Fairly easily, actually.

First, we mistakenly view those who create content as different from those who build products. For example, we expect the people who manufacture cars, computers, and coffeemakers — even cappuccino machines — to do so in the absolutely most efficient way possible. Their processes are clearly defined, consistently followed, efficiently managed, diligently measured, and systematically repeatable. In short, their workflow is optimized; every unnecessary step is shaved away. But we don’t demand the same of those who create all of the content necessary to build, market, sell, and support our products.

Second, we nurture a culture of process immaturity. We fail to train our content creators (and their management) to constantly optimize and fine tune their processes. We fail to support them with the tools, technologies, and financial resources they need, and we don’t reward them for spotting and fixing inefficiencies.

Many workers undoubtedly sense that they could work more efficiently, but for a variety of reasons, they learn to accept inefficiencies as part of the way their organization works. Even when they identify specific process problems, they may opt not to share them with management, and instead devise creative “workarounds” that make the problem less challenging for themselves. By stepping outside the official process, workers introduce unintentional consequences that have negative impacts on those downstream from them in the content production lifecycle.
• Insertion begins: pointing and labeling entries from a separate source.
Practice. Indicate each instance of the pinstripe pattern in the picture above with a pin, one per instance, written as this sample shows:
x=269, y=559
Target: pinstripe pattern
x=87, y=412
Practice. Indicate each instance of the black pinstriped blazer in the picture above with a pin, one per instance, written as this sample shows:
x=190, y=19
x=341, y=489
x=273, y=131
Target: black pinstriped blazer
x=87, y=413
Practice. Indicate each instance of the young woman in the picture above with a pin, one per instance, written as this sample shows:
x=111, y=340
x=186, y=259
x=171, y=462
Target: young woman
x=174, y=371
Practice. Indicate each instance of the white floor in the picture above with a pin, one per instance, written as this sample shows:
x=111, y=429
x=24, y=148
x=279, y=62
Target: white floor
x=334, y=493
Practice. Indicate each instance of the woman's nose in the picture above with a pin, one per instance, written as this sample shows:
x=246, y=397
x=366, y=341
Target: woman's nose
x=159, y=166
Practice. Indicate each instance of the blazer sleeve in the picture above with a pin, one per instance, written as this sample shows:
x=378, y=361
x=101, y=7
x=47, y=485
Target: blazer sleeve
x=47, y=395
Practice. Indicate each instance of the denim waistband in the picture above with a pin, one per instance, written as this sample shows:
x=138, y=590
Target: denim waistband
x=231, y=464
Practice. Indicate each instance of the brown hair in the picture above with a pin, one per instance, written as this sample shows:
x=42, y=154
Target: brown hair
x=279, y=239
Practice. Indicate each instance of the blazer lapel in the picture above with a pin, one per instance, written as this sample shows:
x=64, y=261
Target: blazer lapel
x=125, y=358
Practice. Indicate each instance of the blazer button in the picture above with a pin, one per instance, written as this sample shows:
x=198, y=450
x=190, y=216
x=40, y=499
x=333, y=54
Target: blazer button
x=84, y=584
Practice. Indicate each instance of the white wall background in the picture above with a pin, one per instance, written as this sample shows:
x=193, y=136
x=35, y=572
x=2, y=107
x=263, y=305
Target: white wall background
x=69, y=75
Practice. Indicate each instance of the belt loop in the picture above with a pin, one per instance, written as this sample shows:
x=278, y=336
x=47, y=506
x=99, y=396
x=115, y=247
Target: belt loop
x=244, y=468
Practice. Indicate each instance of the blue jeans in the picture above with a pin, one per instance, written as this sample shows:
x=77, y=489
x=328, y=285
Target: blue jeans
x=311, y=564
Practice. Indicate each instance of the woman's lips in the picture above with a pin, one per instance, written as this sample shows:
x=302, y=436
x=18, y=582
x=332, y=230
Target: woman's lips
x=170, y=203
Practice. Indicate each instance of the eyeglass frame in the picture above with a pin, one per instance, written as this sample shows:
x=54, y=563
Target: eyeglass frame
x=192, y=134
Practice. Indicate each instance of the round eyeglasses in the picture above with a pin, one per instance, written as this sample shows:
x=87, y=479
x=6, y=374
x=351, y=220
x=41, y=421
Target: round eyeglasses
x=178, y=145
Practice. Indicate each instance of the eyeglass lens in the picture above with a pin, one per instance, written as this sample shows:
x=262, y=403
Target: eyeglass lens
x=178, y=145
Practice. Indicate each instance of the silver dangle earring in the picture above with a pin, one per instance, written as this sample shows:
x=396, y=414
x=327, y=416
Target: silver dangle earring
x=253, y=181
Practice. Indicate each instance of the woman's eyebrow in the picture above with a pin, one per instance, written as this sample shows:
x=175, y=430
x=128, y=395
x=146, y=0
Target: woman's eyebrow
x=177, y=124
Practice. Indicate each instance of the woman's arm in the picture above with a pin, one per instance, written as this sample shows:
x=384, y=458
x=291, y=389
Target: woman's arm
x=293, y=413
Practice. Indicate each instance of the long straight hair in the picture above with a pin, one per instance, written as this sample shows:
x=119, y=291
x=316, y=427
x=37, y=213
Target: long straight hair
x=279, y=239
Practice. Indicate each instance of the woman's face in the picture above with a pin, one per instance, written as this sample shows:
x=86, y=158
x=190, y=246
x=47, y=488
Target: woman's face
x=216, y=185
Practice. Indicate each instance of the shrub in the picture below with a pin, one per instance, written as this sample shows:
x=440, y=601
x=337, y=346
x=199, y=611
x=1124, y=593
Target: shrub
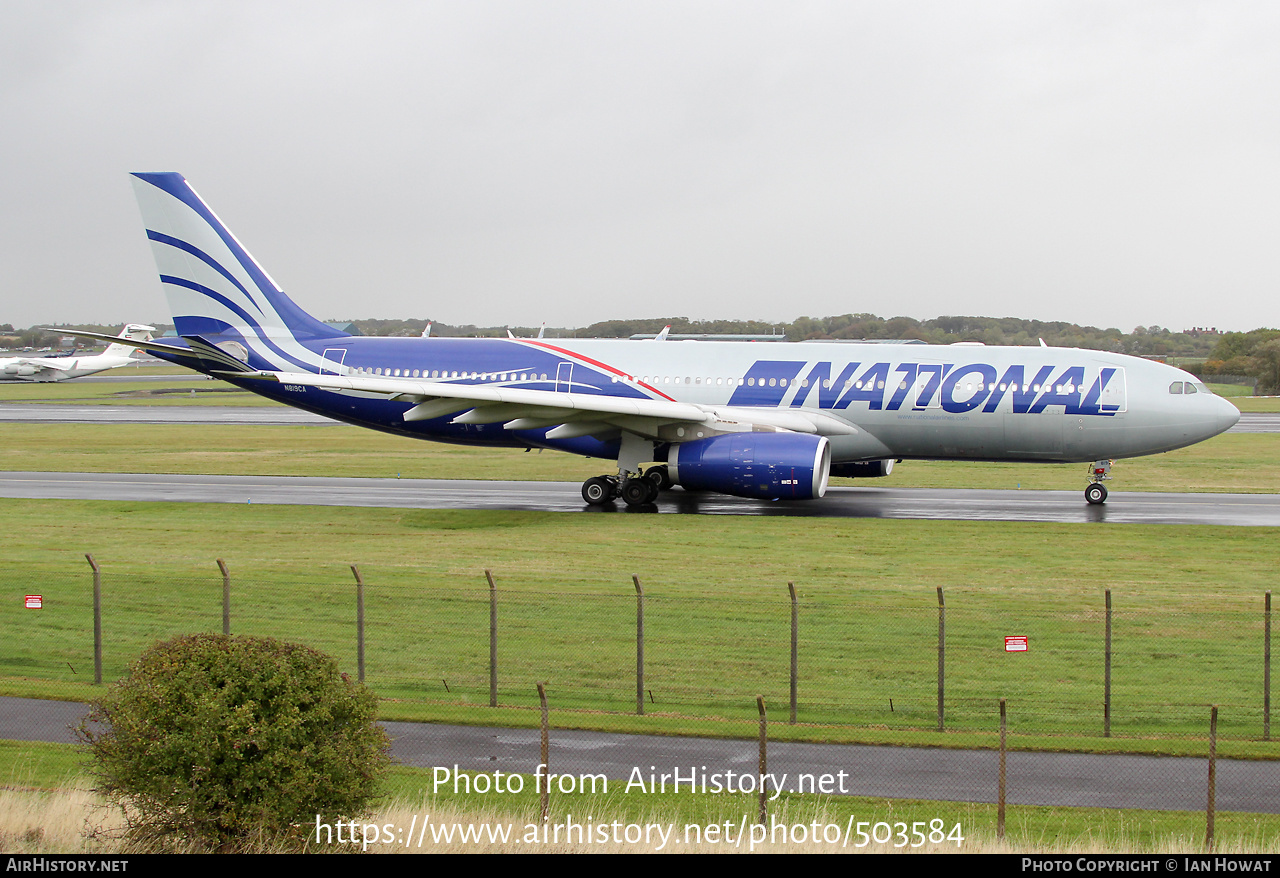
x=211, y=740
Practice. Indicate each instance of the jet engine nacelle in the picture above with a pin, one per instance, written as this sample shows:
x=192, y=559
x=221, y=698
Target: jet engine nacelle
x=767, y=465
x=863, y=470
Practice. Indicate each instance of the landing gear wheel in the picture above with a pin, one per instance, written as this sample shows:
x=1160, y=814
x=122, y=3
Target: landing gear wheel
x=639, y=492
x=659, y=476
x=598, y=490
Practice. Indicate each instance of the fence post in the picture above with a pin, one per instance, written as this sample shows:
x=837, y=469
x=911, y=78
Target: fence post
x=764, y=737
x=543, y=769
x=942, y=653
x=795, y=636
x=1000, y=810
x=1212, y=778
x=493, y=640
x=360, y=623
x=227, y=598
x=97, y=620
x=639, y=645
x=1266, y=671
x=1106, y=676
Forward-thinking companies, especially those in ultra-competitive markets, have found that optimizing content production lifecycles can reduce expenses and increase sales. The productivity improvements made help organizations become more efficient and lead to fewer errors. The time saved is funneled into innovation and projects designed to improve customer satisfaction and increase sales.

So, are you ready to accept my challenge?

Let me know what you discover.

If you’ve already undertaken such an exercise, share with us what you learned — and what you did — to fine-tune your processes and become more efficient.